Amish and Mennonite farmers currently produce about 10 percent of Missouri’s fresh commercial vegetables, but 15 years ago that market didn’t exist. That’s according to the University of Missouri Extension, which has hosted workshops to teach growers about new farming techniques.It's not clear from the broadcast whether the growers have been moving into the area or whether the market is new. The Amish have been expanding, courtesy of their high birth rate. And I know they've moved into new areas for them, like upstate New York, where they can find cheaper land to support their life style.
The U.S. Environmental Protection Agency provided a grant to help develop the workshops with MU. Extension Horticulture Specialist James Quinn says the EPA was interested in helping emphasize reduced pesticide applications with the Amish and Mennonite growers.

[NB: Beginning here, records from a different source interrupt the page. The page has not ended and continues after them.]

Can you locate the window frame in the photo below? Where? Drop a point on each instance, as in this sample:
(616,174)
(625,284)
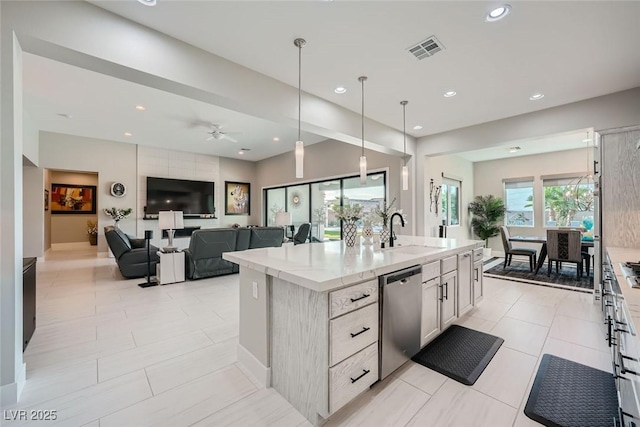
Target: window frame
(448,182)
(520,181)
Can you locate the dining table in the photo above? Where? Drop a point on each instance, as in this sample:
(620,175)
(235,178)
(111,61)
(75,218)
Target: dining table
(586,242)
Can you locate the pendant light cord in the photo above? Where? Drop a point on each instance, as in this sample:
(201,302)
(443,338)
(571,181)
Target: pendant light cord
(299,87)
(404,131)
(362,79)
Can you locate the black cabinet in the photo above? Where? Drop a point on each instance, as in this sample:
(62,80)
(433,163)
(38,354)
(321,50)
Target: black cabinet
(28,299)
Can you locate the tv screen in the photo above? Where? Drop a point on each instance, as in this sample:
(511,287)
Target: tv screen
(193,198)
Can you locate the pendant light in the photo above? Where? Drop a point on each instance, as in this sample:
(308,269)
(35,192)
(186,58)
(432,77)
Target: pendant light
(299,151)
(405,168)
(363,158)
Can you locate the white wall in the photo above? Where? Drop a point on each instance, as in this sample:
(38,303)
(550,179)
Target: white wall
(604,112)
(112,161)
(488,178)
(33,211)
(455,167)
(72,228)
(333,158)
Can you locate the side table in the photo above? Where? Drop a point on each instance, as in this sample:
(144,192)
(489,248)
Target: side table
(170,269)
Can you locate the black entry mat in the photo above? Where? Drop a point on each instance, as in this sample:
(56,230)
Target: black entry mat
(459,353)
(568,394)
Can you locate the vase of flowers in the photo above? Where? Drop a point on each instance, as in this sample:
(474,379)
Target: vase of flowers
(118,214)
(349,215)
(384,212)
(92,232)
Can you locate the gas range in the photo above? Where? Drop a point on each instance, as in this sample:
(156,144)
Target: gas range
(631,271)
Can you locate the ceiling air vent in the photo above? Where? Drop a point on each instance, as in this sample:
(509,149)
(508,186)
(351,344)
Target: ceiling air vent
(426,48)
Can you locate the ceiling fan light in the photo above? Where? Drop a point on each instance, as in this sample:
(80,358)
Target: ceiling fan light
(299,153)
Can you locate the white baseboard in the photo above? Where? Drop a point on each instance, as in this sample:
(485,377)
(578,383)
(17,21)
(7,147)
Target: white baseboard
(253,365)
(71,246)
(10,393)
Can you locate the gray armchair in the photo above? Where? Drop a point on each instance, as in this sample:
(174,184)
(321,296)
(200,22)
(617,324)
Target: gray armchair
(130,253)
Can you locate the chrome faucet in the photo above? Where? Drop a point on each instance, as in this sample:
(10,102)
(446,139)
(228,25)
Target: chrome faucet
(392,236)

Meanwhile, from the organic ag movement, comes the news (a bit late) Tom Philpott has moved on from the NC farm he ran. No doubt he has good reasons for the change of occupation--he's now full time at Grist. But it fuels my cynicism, nurtured over the years of community gardening watching people come and go, that for many in the movement it's a phase, rather than a livelihood. That's not the case for the Amish--it's a way of life. One might view the organic /locavore niche as the scene of a contest between Amish and "crunchies". Given the rate of natural increase and the community share, the Amish will win. In another 50 years farming in the U.S. will be divided between the Amish and the Mennonites, and a few surviving megafarms.